D. QUELQUES EQUIVOQUES A DISSIPER
Avant de tirer de cette étude historique et théologique des conclusions relatives à la place de l'abbé dans la concélébration eucharistique, il importe de s'entendre sur quelques termes et de dissiper quelques équivoques possibles.
a) Charisme et charisme.
La langue française s'est enrichie à notre époque d'un beau néologisme qu'un usage intempérant a malheureusement galvaudé. C'est le mot charisme. Dans le Nouveau Testament, ce mot a souvent un sens très large et peut désigner tous les dons de Dieu, à commencer par celui de la vie divine dans le Christ (Rm 5, 15 ss). En ce sens, tout chrétien est charismatique. D'autres charismes plus " spécialisés » sont liés à l'accomplissement d'un rôle dans le peuple de Dieu. Les plus importants de ces charismes sont ceux qui sont transmis sacramentellement par l'imposition des mains (1 Tm 4, 14 ; 2 Tm 1, 6). Ils accompagnent nécessairement toute fonction hiérarchique. La fonction de l'abbé n'appartient pas à cette catégorie de charismes d'origine strictement sacramentelle.

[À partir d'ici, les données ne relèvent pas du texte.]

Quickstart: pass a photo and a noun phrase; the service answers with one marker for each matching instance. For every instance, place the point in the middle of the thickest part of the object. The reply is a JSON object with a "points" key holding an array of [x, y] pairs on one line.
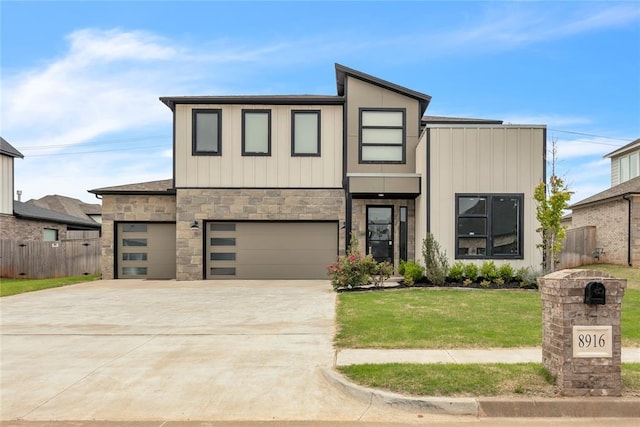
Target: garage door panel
{"points": [[283, 250]]}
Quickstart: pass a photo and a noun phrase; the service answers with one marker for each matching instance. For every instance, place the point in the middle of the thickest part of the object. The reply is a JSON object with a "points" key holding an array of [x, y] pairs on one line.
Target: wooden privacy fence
{"points": [[578, 248], [33, 259]]}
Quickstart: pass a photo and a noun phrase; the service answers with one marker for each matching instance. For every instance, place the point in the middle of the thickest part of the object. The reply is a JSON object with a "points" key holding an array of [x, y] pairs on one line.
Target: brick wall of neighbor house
{"points": [[611, 221], [246, 205], [359, 218], [12, 228], [137, 208]]}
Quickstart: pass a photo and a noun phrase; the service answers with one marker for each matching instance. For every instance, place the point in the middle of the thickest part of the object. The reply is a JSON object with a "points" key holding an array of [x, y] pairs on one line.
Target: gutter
{"points": [[628, 199]]}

Outre ces charismes de gouvernement, qui donnent aux dépositaires le droit de prescrire et d'enseigner (1 Tm 4, 11) et que nul ne doit mépriser (1 Tm 4, 12), ont toujours existé dans l'Église d'autres charismes relatifs non plus aux fonctions de ministère (apôtres, prophètes, docteurs, évangélistes, pasteurs), mais concernant les diverses activités de la communauté (service, enseignement, exhortation, discernement des esprits.... etc.). C'est autour de quelques grands moines possédant les charismes de cette deuxième catégorie que se groupèrent les anachorètes au désert, pour se faire instruire et former. De grands abbés cénobites purent jouir de tels charismes et les exercer - tout comme plusieurs de leurs moines -, mais ce ne fut pas cela qui spécifia leur fonction.

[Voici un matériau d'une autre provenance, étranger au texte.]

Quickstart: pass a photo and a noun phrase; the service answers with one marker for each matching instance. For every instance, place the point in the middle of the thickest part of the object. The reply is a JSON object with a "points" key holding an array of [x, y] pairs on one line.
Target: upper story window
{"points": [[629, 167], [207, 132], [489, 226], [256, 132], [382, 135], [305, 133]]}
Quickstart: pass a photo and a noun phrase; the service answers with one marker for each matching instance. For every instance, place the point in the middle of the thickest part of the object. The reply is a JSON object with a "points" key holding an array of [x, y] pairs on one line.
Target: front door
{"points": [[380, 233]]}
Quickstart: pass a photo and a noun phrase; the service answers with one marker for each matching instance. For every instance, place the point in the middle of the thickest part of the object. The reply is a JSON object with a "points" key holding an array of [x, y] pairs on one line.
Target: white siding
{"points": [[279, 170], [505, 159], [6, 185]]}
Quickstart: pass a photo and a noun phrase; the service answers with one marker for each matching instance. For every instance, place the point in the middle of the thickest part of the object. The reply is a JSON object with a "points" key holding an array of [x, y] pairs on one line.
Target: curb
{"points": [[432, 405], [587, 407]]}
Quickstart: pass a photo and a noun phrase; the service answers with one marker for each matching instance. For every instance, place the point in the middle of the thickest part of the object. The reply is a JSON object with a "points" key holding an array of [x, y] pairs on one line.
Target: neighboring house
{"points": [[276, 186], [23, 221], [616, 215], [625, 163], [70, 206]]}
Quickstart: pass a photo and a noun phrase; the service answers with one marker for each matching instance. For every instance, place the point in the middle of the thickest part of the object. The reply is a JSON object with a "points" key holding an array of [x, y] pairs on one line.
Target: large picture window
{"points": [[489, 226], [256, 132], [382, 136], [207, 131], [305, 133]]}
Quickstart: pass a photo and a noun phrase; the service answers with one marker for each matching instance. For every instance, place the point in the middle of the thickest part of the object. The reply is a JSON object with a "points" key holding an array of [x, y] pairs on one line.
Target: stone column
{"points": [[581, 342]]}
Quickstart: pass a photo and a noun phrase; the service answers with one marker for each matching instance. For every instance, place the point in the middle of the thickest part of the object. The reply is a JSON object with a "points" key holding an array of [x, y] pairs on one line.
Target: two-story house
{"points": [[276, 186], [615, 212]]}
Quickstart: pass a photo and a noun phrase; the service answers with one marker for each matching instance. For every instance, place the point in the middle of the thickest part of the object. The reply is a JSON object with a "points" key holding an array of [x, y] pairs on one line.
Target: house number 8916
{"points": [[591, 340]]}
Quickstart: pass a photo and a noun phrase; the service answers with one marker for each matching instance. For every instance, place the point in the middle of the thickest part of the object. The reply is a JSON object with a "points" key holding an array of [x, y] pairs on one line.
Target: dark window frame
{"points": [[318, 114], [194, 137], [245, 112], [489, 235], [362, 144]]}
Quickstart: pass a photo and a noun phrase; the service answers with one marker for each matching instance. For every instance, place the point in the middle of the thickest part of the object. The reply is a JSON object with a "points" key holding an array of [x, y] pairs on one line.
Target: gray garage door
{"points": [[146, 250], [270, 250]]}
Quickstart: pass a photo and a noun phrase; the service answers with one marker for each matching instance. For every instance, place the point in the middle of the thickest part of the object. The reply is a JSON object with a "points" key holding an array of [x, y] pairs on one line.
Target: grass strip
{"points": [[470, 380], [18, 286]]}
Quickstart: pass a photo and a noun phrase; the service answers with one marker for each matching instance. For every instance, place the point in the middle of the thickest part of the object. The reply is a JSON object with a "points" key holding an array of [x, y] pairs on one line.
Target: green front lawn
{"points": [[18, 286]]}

Dans un ouvrage récent, Jean Colson distingue deux genres de fonctions dans l'Eglise : les premières, spécifiques ou de salut, comme tout ce qui touche à la doctrine, à l'enseignement, au baptême et au culte, et dont les ministres apparaissent dès l'origine institués par le Christ lui-même ; les autres, regardant le gouvernement communautaire, et qui se présentent à l'image de celles que connaissaient les principaux milieux du judaïsme communautaire, et qui suscitent, elles, leurs préposés [97] . Ce n'est qu'après quelques siècles qu'on distingua clairement dans l'Eglise les charismes constituant ministres hiérarchiques et ceux appartenant aux détenteurs des fonctions de la deuxième catégorie. On comprend donc facilement que, dans la littérature monastique des IVe et Ve siècles, cette distinction n'apparaisse pas encore dans toute sa clarté et que l'on continue à y appliquer à certains offices de la deuxième catégorie des titres ou des qualificatifs qui conviennent plutôt aux premiers. L'équivoque et l'erreur doctrinale commencent lorsque, dans la Regula Magistri par exemple, on pousse à la limite l'application de certaines de ces expressions (doctor, pastor ... ). Il serait certainement erroné de vouloir revenir, de nos jours, à une imprécision terminologique et doctrinale depuis longtemps dépassée.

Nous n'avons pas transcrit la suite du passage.